The Company's $1.15 billion principal amount of 2.125% junior subordinated convertible debentures due December 15, 2037, are subordinated in right of payment to any future senior debt of the Company and are effectively subordinated in right of payment to the liabilities of the Company's subsidiaries.  The debentures are convertible, subject to certain conditions, into shares of the Company's common stock at an initial conversion rate of 29.2783 shares of common stock per $1,000 principal amount of debentures, representing an initial conversion price of approximately $34.16 per share of common stock.  As of March 31, 2014, the holders of the debentures have the right to convert their debentures between April 1, 2014 and June 30, 2014 because for at least 20 trading days during the 30 consecutive trading day period ending on March 31, 2014, the Company's common stock had a last reported sale price greater than 130% of the conversion price.

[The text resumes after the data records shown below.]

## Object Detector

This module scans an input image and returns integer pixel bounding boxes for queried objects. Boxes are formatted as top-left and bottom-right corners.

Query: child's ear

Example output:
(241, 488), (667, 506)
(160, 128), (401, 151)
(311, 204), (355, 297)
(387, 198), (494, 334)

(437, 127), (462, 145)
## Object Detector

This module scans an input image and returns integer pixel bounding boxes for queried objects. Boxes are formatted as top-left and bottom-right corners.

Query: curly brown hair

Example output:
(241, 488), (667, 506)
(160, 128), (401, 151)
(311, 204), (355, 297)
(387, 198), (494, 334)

As of March 31, 2014, a holder could realize more economic value by selling its debentures in the over the counter market than from converting its debentures.  As a result of cash dividends paid since the issuance of the debentures, the conversion rate has been adjusted to 38.6588 shares of common stock per $1,000 of principal amount of debentures, representing a conversion price of approximately $25.87 per share of common stock. The debentures include a contingent interest mechanism that begins in December 2017. The terms of the contingent interest include a 0.25% interest rate if the debentures are trading at less than $40 and 0.5% if the debentures are trading at greater than $150. Based on the current trading price of the debentures the contingent interest rate in calendar year 2017 would be 0.5%.
 
As the debentures can be settled in cash upon conversion, for accounting purposes, the debentures were bifurcated into a liability component and an equity component, which are both initially recorded at fair value.  The carrying value of the equity component at March 31, 2014 and at March 31, 2013 was $822.4 million.  The estimated fair value of the liability component of the debentures at the issuance date was $327.6 million, resulting in a debt discount of $822.4 million.  The unamortized debt discount was $777.2 million at March 31, 2014 and $786.2 million at March 31, 2013.  The carrying value of the debentures was $371.9 million at March 31, 2014 and $363.4 million at March 31, 2013.  The remaining period over which the unamortized debt discount will be recognized as non-cash interest expense is 23.75 years.  In the years ended March 31, 2014, 2013 and 2012 the Company recognized $9.0 million, $8.2 million and $7.5 million, respectively, in non-cash interest expense related to the amortization of the debt discount.  The Company recognized $24.4 million of interest expense related to the 2.125% coupon on the debentures in each of fiscal 2014, fiscal 2013 and fiscal 2012.